A country that has the longest border with Russia just took a big step to distance itself from its neighbor’s autocratic ways. In a June 5 referendum, voters in Kazakhstan approved changes to more than a third of their constitution. Coming five months after mass protests, the new amendments are aimed at bringing transparency and equality in a virtual one-party state.

One particular change may lead to an explosion of new political parties in the Central Asian nation. Perhaps like Ukraine before it, Kazakhstan could be moving toward a healthy democracy outside Moscow’s orbit of influence.

Until this year, much of the politics in Kazakhstan – the world’s ninth-largest country by area – involved competition among a political elite vying for the nation’s vast resources. That began to change Jan. 2 when thousands of young Kazakhs, angered by a sharp rise in fuel prices, took to the streets to demand more political freedom, greater opportunity in business, and an end to crony corruption. One activist, Galymzhan Zhakiyanov, called the protests an assertion of “natural rights” for each individual.
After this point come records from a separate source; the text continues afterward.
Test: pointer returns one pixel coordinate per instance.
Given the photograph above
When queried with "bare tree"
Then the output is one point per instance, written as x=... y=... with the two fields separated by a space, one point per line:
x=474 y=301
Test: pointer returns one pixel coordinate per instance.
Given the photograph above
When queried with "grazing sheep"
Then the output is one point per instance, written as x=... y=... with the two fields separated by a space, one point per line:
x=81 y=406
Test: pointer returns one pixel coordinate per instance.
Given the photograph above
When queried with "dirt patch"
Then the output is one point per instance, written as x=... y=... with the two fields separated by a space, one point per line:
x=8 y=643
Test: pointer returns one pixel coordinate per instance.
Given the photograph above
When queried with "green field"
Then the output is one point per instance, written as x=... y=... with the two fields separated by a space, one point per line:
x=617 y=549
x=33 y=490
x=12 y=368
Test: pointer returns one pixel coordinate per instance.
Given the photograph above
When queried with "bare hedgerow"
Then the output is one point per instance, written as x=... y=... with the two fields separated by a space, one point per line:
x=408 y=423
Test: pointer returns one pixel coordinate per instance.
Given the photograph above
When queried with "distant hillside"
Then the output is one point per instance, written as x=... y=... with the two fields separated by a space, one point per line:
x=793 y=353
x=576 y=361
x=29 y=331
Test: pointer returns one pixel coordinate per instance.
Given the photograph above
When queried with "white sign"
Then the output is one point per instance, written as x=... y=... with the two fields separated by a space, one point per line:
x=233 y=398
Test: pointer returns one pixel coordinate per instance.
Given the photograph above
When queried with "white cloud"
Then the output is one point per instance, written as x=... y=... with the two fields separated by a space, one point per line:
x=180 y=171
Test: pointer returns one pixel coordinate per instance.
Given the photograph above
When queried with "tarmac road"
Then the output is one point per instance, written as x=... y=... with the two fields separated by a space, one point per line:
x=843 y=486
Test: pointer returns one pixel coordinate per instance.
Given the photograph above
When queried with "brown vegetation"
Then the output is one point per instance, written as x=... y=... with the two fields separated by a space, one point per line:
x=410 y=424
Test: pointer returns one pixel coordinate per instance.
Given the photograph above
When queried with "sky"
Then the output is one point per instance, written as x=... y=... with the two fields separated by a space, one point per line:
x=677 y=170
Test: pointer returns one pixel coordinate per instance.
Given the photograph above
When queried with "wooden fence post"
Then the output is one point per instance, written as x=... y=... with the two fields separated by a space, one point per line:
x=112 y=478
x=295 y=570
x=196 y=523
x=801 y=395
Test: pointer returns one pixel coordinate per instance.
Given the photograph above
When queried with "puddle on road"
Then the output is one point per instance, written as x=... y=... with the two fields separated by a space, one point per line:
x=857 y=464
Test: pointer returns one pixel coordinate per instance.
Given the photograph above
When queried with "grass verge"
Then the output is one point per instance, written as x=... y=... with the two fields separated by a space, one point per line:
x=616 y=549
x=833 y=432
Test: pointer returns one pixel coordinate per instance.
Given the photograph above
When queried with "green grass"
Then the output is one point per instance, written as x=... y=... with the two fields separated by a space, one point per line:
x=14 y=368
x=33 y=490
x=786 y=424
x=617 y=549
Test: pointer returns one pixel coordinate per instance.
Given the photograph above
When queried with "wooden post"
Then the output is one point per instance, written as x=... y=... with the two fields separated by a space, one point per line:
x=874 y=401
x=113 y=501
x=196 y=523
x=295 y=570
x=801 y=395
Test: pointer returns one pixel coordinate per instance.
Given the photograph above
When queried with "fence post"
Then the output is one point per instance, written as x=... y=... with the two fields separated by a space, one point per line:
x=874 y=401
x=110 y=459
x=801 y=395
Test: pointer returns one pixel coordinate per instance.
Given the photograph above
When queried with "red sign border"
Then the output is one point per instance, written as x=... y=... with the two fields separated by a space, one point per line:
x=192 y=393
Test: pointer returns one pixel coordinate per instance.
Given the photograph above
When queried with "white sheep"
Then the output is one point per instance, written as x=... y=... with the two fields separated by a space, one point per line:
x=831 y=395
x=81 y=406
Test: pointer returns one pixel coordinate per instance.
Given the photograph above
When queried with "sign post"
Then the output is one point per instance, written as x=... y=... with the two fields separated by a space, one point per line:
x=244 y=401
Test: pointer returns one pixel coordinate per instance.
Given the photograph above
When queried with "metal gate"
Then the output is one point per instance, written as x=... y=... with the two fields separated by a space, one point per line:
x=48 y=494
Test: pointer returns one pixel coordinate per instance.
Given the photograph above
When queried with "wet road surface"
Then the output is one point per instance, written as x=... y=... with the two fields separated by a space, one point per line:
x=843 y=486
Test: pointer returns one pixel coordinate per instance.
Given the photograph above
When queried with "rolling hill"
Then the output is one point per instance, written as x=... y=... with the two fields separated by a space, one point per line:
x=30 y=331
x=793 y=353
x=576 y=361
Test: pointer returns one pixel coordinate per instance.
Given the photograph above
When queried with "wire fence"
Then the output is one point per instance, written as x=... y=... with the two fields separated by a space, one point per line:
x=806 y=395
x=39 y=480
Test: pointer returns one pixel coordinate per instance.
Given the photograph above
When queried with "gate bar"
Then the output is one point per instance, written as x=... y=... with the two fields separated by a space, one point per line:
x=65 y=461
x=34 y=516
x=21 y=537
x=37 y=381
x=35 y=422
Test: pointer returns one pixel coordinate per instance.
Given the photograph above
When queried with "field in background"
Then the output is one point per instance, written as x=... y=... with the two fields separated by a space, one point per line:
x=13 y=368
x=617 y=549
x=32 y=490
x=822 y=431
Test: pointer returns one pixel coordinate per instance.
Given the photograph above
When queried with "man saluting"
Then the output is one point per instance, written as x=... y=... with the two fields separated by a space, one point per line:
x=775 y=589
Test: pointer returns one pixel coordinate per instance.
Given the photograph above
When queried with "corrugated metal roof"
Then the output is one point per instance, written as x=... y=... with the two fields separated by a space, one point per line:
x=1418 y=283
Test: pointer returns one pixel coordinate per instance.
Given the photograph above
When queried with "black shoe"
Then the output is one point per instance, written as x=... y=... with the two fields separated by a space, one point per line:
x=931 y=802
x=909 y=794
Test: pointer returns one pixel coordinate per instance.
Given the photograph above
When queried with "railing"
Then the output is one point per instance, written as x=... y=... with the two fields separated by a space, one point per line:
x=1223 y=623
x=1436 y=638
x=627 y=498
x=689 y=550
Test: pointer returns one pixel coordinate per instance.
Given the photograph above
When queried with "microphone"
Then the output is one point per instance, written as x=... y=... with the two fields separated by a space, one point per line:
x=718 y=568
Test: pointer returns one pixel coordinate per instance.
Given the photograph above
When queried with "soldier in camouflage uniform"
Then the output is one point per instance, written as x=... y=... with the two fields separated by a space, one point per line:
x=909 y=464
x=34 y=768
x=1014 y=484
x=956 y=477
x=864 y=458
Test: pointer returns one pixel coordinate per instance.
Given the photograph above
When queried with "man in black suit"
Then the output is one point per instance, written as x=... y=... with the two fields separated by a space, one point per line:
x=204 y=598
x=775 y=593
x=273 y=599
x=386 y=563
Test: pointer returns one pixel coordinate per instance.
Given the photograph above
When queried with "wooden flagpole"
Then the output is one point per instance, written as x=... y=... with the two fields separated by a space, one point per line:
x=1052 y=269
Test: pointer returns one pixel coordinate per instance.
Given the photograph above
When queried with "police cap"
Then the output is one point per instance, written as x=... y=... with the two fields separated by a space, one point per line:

Pushed to speed up his reform efforts, President Kassym-Jomart Tokayev said last March: “Those who were used to relying on behind-the-scenes schemes are panicking about losing their privileges and their sources of income.”

Many of the constitutional changes, such as greater judicial independence, don’t go far enough for some activists. Nor has the president done enough to hold to account those responsible for the killing of some 200 protesters in January.

Yet the referendum has formalized popular demand for change. One key reform would push more authority to local government, an important check on centralized power. Just before last Sunday’s referendum, President Tokayev said implementing the changes would depend “on the consciousness and creative participation of all citizens, because democracy is the daily painstaking work of each of us.” He has called on the people to embrace “patience, wisdom and endurance.”

Just as Ukraine’s growth in democracy has come in fits and starts – and now a Russian invasion – Kazakhstan has set its own path toward fully representative government. Its neighbors, in both China and Russia, might well be watching.